Audience: Senior Software Engineers, Systems Architects, Computer Scientists
Version: v1.1.0 (feat/pdf-parser)
Status: Current
- The Fundamental Problem
- Memory Management and Static Allocation
- Zero-Copy Architecture
- Data Invariants and the Retreat Algorithm
- Stability Guarantees via Property-Based Testing
- Accepted Trade-offs
Ingestion tools built on managed runtimes (Python/LangChain, Java/LlamaIndex JVM) share a pathological allocation pattern: each document transits through multiple intermediate heap representations before producing a usable chunk.

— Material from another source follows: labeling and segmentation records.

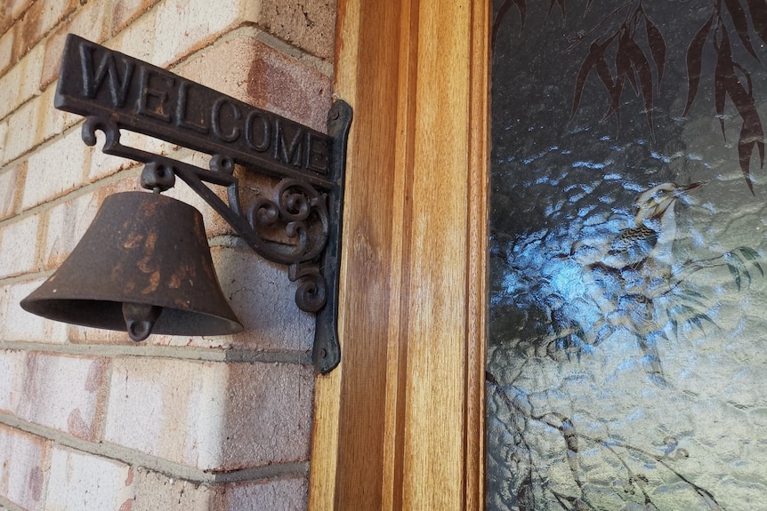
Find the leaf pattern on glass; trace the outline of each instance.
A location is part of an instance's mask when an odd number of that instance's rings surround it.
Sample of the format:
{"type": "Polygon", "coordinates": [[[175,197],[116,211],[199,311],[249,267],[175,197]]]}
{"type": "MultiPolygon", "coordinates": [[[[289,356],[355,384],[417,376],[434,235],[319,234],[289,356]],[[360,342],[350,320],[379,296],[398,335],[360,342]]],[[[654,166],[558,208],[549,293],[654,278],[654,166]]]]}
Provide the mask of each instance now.
{"type": "Polygon", "coordinates": [[[525,459],[528,465],[525,470],[526,475],[518,483],[513,491],[516,499],[514,504],[520,511],[538,509],[536,505],[539,499],[544,505],[545,505],[546,500],[553,499],[559,504],[561,509],[566,511],[596,509],[590,503],[591,490],[580,481],[578,476],[577,456],[580,444],[584,444],[588,449],[603,450],[615,458],[623,467],[626,478],[623,482],[622,491],[624,500],[626,503],[636,502],[636,498],[638,498],[641,503],[645,506],[645,509],[659,509],[653,501],[652,495],[647,490],[648,477],[632,468],[632,465],[629,463],[630,460],[639,460],[647,468],[663,469],[675,477],[681,487],[696,494],[700,503],[706,506],[708,509],[723,509],[711,491],[694,483],[691,478],[673,465],[674,461],[688,459],[690,454],[684,449],[677,450],[675,443],[667,445],[670,442],[668,438],[664,439],[666,448],[662,452],[651,452],[628,443],[620,438],[610,435],[601,437],[593,434],[586,434],[578,430],[577,425],[570,419],[561,413],[552,411],[537,414],[529,402],[526,403],[526,406],[521,406],[517,400],[513,399],[509,395],[512,393],[515,395],[523,395],[523,390],[517,388],[513,384],[501,385],[492,372],[485,371],[485,382],[488,386],[488,394],[497,397],[505,406],[508,407],[514,417],[520,419],[519,421],[514,421],[513,427],[513,434],[520,449],[513,456],[518,457],[520,458],[519,460],[521,460],[522,457],[519,454],[520,451],[530,453],[529,458],[525,459]],[[549,428],[550,431],[556,431],[561,435],[566,445],[565,456],[575,483],[573,488],[577,489],[577,493],[567,494],[547,483],[546,476],[540,472],[540,468],[536,465],[529,445],[525,440],[526,434],[529,432],[531,427],[544,427],[549,428]],[[677,452],[674,456],[670,456],[674,451],[677,451],[677,452]],[[572,461],[570,461],[571,459],[572,461]]]}
{"type": "MultiPolygon", "coordinates": [[[[752,30],[763,43],[767,43],[767,1],[711,1],[713,5],[711,16],[696,33],[687,48],[687,101],[682,116],[686,117],[690,114],[698,95],[703,54],[706,43],[710,42],[716,59],[714,74],[715,115],[724,135],[725,108],[727,98],[730,98],[742,120],[738,141],[739,164],[748,189],[755,195],[751,174],[751,160],[755,148],[759,152],[760,169],[763,168],[763,128],[755,106],[750,76],[745,66],[733,60],[731,35],[728,31],[731,27],[734,29],[734,34],[737,36],[735,39],[739,41],[742,47],[758,62],[760,59],[752,39],[752,30]],[[731,26],[724,21],[725,13],[731,23],[731,26]],[[743,85],[736,71],[743,76],[747,86],[743,85]]],[[[588,12],[592,4],[593,0],[587,0],[585,11],[588,12]]],[[[615,116],[618,129],[620,130],[620,100],[624,85],[628,82],[634,93],[641,96],[642,100],[650,134],[653,140],[655,139],[652,110],[663,80],[667,47],[661,29],[647,16],[642,4],[642,0],[626,2],[605,16],[592,30],[567,36],[571,43],[567,49],[568,52],[584,40],[591,38],[588,53],[581,62],[575,78],[569,122],[571,123],[576,117],[588,78],[593,72],[595,72],[599,81],[605,87],[610,100],[602,121],[615,116]],[[615,23],[621,15],[623,15],[623,20],[617,29],[597,34],[603,27],[610,27],[615,23]],[[642,27],[644,28],[643,31],[639,30],[642,27]],[[614,63],[613,68],[610,67],[610,62],[614,63]]],[[[551,13],[554,5],[559,6],[564,20],[567,11],[566,1],[549,0],[547,15],[551,13]]],[[[528,13],[526,0],[505,0],[497,10],[493,22],[493,42],[496,40],[501,23],[513,6],[517,7],[520,13],[520,31],[524,30],[528,13]]]]}

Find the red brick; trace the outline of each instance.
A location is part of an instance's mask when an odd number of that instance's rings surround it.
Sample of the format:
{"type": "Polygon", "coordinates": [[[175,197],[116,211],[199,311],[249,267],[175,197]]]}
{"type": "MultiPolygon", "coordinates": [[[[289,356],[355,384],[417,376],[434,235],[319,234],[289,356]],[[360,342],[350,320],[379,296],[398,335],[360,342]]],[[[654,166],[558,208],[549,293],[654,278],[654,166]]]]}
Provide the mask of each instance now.
{"type": "Polygon", "coordinates": [[[335,2],[263,0],[259,24],[270,34],[326,60],[333,58],[335,2]]]}

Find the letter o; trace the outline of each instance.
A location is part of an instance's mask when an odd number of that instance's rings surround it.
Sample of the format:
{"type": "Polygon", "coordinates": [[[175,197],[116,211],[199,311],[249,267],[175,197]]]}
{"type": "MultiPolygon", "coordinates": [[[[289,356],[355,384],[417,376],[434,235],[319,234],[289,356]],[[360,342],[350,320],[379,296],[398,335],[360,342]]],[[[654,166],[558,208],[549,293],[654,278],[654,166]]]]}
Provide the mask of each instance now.
{"type": "Polygon", "coordinates": [[[245,120],[245,141],[247,142],[247,147],[254,151],[262,153],[269,148],[270,141],[269,119],[261,112],[252,111],[247,115],[245,120]],[[254,124],[257,123],[256,119],[261,120],[261,140],[258,143],[254,142],[254,136],[257,130],[254,129],[254,124]]]}

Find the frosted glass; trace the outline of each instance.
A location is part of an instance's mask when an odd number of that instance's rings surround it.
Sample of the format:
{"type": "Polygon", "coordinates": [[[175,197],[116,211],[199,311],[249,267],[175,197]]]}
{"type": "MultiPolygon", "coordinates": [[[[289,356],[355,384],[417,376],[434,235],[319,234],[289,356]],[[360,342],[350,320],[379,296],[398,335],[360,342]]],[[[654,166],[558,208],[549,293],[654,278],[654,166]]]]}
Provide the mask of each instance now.
{"type": "Polygon", "coordinates": [[[767,509],[767,3],[494,20],[487,508],[767,509]]]}

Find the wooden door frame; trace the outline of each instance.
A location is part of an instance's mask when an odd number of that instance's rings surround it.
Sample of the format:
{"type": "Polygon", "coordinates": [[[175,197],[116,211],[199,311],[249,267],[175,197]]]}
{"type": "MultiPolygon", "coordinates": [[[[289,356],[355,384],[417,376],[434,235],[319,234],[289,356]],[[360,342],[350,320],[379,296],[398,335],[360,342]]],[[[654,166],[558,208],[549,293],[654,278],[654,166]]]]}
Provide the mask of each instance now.
{"type": "Polygon", "coordinates": [[[339,0],[342,363],[310,508],[481,509],[489,0],[339,0]]]}

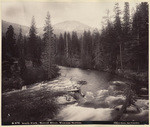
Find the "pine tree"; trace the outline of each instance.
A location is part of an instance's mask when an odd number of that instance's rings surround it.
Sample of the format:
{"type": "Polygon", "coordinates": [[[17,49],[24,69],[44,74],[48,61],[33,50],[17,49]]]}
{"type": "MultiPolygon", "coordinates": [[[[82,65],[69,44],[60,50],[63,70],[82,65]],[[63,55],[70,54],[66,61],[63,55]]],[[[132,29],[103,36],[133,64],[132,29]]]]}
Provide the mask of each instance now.
{"type": "Polygon", "coordinates": [[[20,72],[21,74],[24,72],[26,69],[25,66],[25,54],[24,54],[24,40],[22,36],[22,29],[20,27],[20,32],[17,40],[17,45],[18,45],[18,51],[19,51],[19,66],[20,66],[20,72]]]}
{"type": "Polygon", "coordinates": [[[36,25],[35,25],[35,19],[34,16],[32,17],[31,21],[31,27],[29,30],[29,41],[28,41],[28,53],[29,58],[33,63],[33,66],[37,66],[37,31],[36,31],[36,25]]]}
{"type": "Polygon", "coordinates": [[[13,26],[9,26],[6,32],[6,50],[9,57],[18,57],[17,45],[13,26]]]}
{"type": "Polygon", "coordinates": [[[54,70],[54,39],[53,39],[53,29],[50,22],[50,14],[47,12],[47,17],[45,20],[43,42],[45,45],[44,52],[42,53],[42,66],[45,71],[47,71],[48,79],[51,79],[55,75],[54,70]]]}
{"type": "MultiPolygon", "coordinates": [[[[116,42],[119,45],[119,56],[120,56],[120,68],[121,70],[123,70],[123,58],[122,58],[122,26],[121,26],[121,20],[120,20],[120,8],[119,8],[119,3],[115,4],[115,22],[114,22],[114,30],[115,30],[115,38],[116,38],[116,42]]],[[[116,47],[116,45],[115,45],[116,47]]],[[[117,55],[117,54],[113,54],[113,55],[117,55]]],[[[114,59],[116,59],[116,56],[114,56],[114,59]]],[[[114,65],[116,64],[116,61],[114,60],[114,65]]],[[[116,67],[113,67],[114,69],[116,69],[116,67]]]]}
{"type": "Polygon", "coordinates": [[[125,2],[124,5],[124,16],[123,16],[123,38],[124,41],[129,39],[130,34],[130,12],[129,12],[129,3],[125,2]]]}

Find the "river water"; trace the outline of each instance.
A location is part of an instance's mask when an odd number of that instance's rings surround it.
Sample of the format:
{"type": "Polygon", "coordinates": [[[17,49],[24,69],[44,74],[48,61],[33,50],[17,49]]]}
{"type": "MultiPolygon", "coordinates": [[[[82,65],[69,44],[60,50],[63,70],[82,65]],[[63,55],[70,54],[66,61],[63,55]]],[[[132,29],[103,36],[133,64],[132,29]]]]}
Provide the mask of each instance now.
{"type": "MultiPolygon", "coordinates": [[[[112,121],[118,114],[120,107],[125,102],[124,91],[127,88],[125,80],[114,77],[110,81],[110,74],[95,70],[82,70],[59,66],[60,76],[53,81],[36,83],[22,90],[3,93],[4,96],[18,91],[31,91],[33,94],[42,88],[46,91],[68,91],[75,88],[81,90],[81,94],[75,99],[70,94],[56,98],[56,102],[62,108],[54,119],[58,121],[112,121]],[[85,85],[78,82],[84,81],[85,85]],[[66,98],[69,98],[68,100],[66,98]]],[[[27,93],[27,92],[26,92],[27,93]]],[[[122,120],[147,121],[148,100],[139,99],[136,101],[141,109],[129,107],[128,112],[122,120]],[[132,113],[131,113],[132,112],[132,113]]]]}

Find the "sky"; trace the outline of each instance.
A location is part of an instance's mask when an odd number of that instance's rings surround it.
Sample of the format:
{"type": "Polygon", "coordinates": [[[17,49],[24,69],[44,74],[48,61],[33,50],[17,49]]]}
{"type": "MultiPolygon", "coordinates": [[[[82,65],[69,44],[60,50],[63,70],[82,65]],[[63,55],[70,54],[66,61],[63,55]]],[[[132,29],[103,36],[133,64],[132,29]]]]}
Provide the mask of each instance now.
{"type": "MultiPolygon", "coordinates": [[[[52,25],[63,21],[80,21],[88,26],[100,28],[106,10],[113,15],[111,2],[2,2],[2,19],[20,25],[30,26],[34,16],[37,27],[43,27],[47,12],[50,12],[52,25]]],[[[123,10],[124,3],[119,3],[123,10]]],[[[136,3],[130,3],[130,10],[136,3]]]]}

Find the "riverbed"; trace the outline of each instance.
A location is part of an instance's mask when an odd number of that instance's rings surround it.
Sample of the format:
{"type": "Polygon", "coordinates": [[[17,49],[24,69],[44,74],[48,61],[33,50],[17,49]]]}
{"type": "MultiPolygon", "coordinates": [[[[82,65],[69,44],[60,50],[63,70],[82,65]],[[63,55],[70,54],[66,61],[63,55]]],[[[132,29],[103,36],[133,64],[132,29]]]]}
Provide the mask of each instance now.
{"type": "MultiPolygon", "coordinates": [[[[110,80],[110,74],[107,72],[63,66],[59,66],[59,68],[61,75],[52,81],[35,83],[30,86],[24,86],[21,90],[3,93],[3,98],[9,99],[11,97],[14,99],[14,102],[10,101],[11,103],[6,103],[3,100],[3,109],[13,107],[15,105],[13,103],[17,102],[18,97],[16,96],[25,96],[22,100],[23,102],[29,103],[37,99],[38,101],[44,100],[44,103],[47,104],[51,98],[48,98],[46,94],[53,91],[55,93],[63,92],[63,94],[53,96],[52,99],[60,108],[52,118],[47,115],[43,116],[41,120],[112,121],[114,119],[126,99],[124,91],[128,86],[125,79],[114,76],[110,80]],[[80,84],[80,82],[85,82],[85,84],[80,84]],[[74,93],[68,92],[75,89],[80,89],[77,97],[74,97],[74,93]],[[32,99],[28,100],[27,95],[32,99]],[[35,95],[36,98],[34,98],[35,95]]],[[[19,100],[18,103],[20,103],[19,100]]],[[[148,121],[148,100],[140,98],[135,103],[140,111],[135,106],[128,107],[121,121],[148,121]]],[[[47,105],[43,105],[43,107],[45,108],[47,105]]],[[[51,109],[47,110],[47,112],[51,113],[51,109]]],[[[8,117],[5,118],[6,121],[11,121],[9,118],[13,115],[13,112],[4,115],[8,117]]]]}

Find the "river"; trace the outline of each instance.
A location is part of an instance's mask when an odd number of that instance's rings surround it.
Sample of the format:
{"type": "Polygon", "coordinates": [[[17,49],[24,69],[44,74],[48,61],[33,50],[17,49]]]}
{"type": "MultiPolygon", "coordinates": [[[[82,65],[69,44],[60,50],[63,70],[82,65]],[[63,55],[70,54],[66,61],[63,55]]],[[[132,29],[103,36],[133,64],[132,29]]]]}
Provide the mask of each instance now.
{"type": "MultiPolygon", "coordinates": [[[[27,87],[24,86],[22,90],[14,90],[3,93],[3,97],[7,99],[14,94],[22,96],[28,94],[30,95],[30,97],[32,97],[32,95],[35,95],[36,93],[39,94],[41,89],[43,89],[46,94],[47,91],[71,91],[72,89],[77,88],[81,90],[81,95],[78,95],[77,99],[75,99],[69,92],[67,92],[65,95],[56,97],[55,101],[58,105],[61,105],[59,112],[55,114],[55,117],[53,119],[44,118],[44,120],[113,120],[113,118],[118,114],[120,107],[125,102],[124,91],[128,86],[125,84],[124,79],[115,76],[110,81],[110,74],[107,72],[82,70],[79,68],[70,68],[63,66],[59,66],[59,68],[61,75],[53,81],[36,83],[27,87]],[[82,85],[79,82],[85,82],[85,84],[82,85]]],[[[45,99],[45,101],[48,101],[46,100],[47,98],[43,97],[43,99],[45,99]]],[[[124,114],[121,120],[148,120],[148,100],[138,99],[135,103],[139,106],[140,112],[136,107],[131,106],[127,109],[127,113],[124,114]]]]}

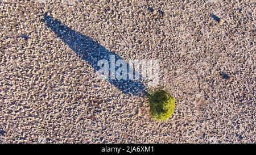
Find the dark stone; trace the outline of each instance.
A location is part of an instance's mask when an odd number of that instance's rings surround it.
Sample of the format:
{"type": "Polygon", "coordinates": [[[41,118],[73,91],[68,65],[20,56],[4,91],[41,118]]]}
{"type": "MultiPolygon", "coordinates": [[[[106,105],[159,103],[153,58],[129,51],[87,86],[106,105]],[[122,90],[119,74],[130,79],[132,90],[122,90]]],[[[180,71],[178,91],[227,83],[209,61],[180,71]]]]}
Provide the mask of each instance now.
{"type": "Polygon", "coordinates": [[[227,74],[221,72],[220,73],[220,76],[221,76],[221,78],[225,79],[229,79],[230,78],[230,77],[227,74]]]}

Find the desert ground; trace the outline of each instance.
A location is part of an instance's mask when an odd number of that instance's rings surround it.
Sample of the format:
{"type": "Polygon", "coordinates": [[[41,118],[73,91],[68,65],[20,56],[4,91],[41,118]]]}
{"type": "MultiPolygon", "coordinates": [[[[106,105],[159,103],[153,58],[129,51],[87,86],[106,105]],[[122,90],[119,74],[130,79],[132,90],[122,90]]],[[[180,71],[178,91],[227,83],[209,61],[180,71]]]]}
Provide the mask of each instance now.
{"type": "Polygon", "coordinates": [[[255,143],[255,11],[251,0],[0,1],[0,143],[255,143]],[[137,83],[99,79],[72,32],[127,61],[159,60],[158,85],[139,83],[176,98],[172,116],[154,120],[144,95],[126,93],[137,83]]]}

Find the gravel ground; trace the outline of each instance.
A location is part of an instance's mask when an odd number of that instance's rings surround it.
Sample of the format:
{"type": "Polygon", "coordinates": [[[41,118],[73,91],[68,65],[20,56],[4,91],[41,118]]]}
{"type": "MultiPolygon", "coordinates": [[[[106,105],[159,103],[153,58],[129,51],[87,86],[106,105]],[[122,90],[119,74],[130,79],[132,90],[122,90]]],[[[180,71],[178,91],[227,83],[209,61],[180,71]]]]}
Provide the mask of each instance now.
{"type": "Polygon", "coordinates": [[[254,1],[0,1],[0,143],[255,143],[254,1]],[[172,117],[100,80],[46,12],[126,61],[158,59],[144,84],[176,98],[172,117]]]}

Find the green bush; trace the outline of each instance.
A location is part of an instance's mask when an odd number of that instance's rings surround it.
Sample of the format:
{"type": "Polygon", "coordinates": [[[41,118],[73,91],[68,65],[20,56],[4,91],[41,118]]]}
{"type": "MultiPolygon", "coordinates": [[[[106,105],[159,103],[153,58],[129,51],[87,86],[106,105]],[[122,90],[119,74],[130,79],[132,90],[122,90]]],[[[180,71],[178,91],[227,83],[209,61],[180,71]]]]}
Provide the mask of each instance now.
{"type": "Polygon", "coordinates": [[[176,99],[166,91],[157,91],[148,95],[150,112],[158,120],[166,120],[174,114],[176,99]]]}

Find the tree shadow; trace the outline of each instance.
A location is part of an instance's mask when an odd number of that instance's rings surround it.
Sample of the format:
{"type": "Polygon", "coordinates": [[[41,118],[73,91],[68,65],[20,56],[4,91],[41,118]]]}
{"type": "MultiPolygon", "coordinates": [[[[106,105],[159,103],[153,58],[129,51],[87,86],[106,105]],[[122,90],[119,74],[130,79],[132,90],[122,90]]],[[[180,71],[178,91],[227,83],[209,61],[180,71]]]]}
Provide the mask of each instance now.
{"type": "MultiPolygon", "coordinates": [[[[123,60],[119,56],[108,51],[90,37],[72,30],[51,16],[46,14],[43,20],[80,57],[92,65],[95,72],[100,68],[97,65],[98,61],[105,59],[110,64],[110,55],[115,56],[115,60],[123,60]]],[[[125,94],[139,96],[146,94],[144,85],[141,81],[128,79],[108,81],[125,94]]]]}

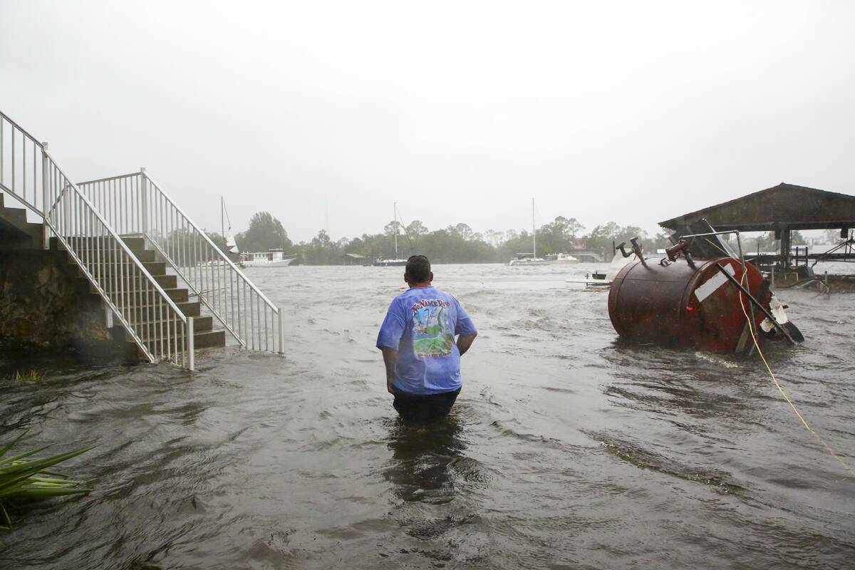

A typical Python pipeline:
bytes (disk) → str (UTF-8 decode) → List[str] (split) → List[str] (chunk) → List[str] (overlap)
Each arrow represents a new, independent heap allocation. For a 10 MB document, the pipeline may hold 3–5× the input size simultaneously as Python objects — all subject to reference counting and the GIL. CPython's GC was designed for interactive latency, not batch throughput.
In Go, the problem persists differently. Libraries using strings.Split, regexp.FindAllString, or json.Unmarshal → json.MarshalIndent materialize full intermediate representations. A naive Go pipeline for JSON still produces:
bytes (io.Reader) → interface{} (Unmarshal tree) → string (MarshalIndent) → []byte (chunk)
The interface{} tree from json.Unmarshal is the core offender: each node is a separate heap allocation, generating GC pressure proportional to node count — not byte count.
The zero external dependencies constraint is not ideological — it is architectural. Any external dependency introduces a foreign allocation model that cannot be controlled. The objective was a verifiable guarantee: constant post-GC residual heap independent of input volume.
This is only achievable when you own the lifecycle of every allocation on the critical path.
sync.Pool is commonly used superficially: get a buffer, use it, return it. The problem with this naive pattern is that the return point rarely coincides with the end of the data's useful lifetime.
In GopherDoc, the buffer allocated by the parser cannot be returned immediately after parsing because it is the backing memory for the emitted chunks. Chunks are sub-slices of the original buffer — returning it to the pool while chunks are still in-flight is a classic race condition with silent data corruption consequences.
The solution is a transferable ownership model: the buffer travels with the data to its last consumer.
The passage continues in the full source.